E se nessa dupla temática o filme é muito bem realçado, ele também é feliz em abarcar temas complicados da geração MTV, como sexo, homossexualidade, HIV, sonhos, desilusões e crises existenciais. Na trama, temos as típicas indagações românticas do tipo “com quem devo ficar”, muito bem vividos por Winona Ryder no papel de Lelaina Peirce, uma garota de 20 e poucos anos, insegura e perdida em um mundo diferente do que desejava no dia de sua formatura na Universidade. Ela personifica muito bem o implacável aborrecimento pós-universidade, cada vez mais comum nos nossos dias, já que a realidade pesa para o jovem com canudo na mão que deseja obter um emprego decente.
Esse drama é bem sentido pelo espectador, já que o filme começa na formatura de Lelaina, exposta como uma oradora otimista e sonhadora de um tempo promissor. Igualmente, no início da história, conhecemos outros personagens importantes, os amigos e colegas de graduação de Lelaina – Vickie (Janeane Garofalo), Sammy (Steve Zahn) e Troy (Ethan Hawke) – que juntos com ela, vivem uma das cenas mais inspiradoras do filme: sobre um telhado em Houston, eles bebem cerveja, fumam cigarros e cantam, felizes sobre o encanto de sua noite de formatura. Por essa imagem, eles parecem destinados a grandes feitos e vidas. Porém, o que se tem nesse começo, é a preparação para um embate de realidades. Assim que o filme prossegue, temos a ruptura daquela cena encantadora, arremedada pelas dificuldades da realidade cotidiana, algo que calca o percurso da protagonista na narrativa. É como se fosse um despertar de um sonho, um banho de água gelada nos personagens. Aliás, a tradução literal do filme, que no original se chama "Reality Bites", deveria ser algo do tipo como, "A Realidade Morde" (!).
E realmente o filme mostra às coisas assim. Um diploma não tem lá seu valor da maneira que deveria ter, pois a própria Lelaina começa insatisfeita como estagiária em um programa de TV, tendo que agüentar o mau-humor de seu chefe, que por ironia, é um sorridente apresentador de um programa tipo “Good Morning, America”. Essa é uma sátira bem interessante sobre o que se vê nos bastidores dos talk-shows. Tanto é que Lelaina é demitida por esquecer a caneca de café do apresentador, após fazê-lo cometer uma gafe no ar.

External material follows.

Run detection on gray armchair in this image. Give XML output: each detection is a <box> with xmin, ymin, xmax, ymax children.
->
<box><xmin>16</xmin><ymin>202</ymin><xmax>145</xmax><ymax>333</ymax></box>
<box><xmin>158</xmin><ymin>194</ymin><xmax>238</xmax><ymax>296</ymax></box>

Demitida, ela entra em uma fase de questionamentos, dúvidas e decisões. Dedica-se então ao seu maior projeto no momento, um documentário de qualidade questionável sobre seus amigos, confiante de que isso poderá abrir as portas de seu sonho, ou seja, torná-la uma diretora de documentários de sucesso. Nas cenas desse documentário, mostrado ora pelas edições da protagonista, ora por intervenções no enredo, temos fragmentos das personalidades dos amigos de Lelaina. Eles, assim como ela, levam vidas desconexas da realidade que imaginaram outrora: Vickie que divide apartamento com Lelaina, é promiscua e registra suas transas em um diário; Sammy (o personagem menos trabalhado do roteiro) é gay e tem medo de relacionamentos; e Troy é um intelectual pouco obstinado, rebelado contra o modelo de vida que Lelaina procura atingir.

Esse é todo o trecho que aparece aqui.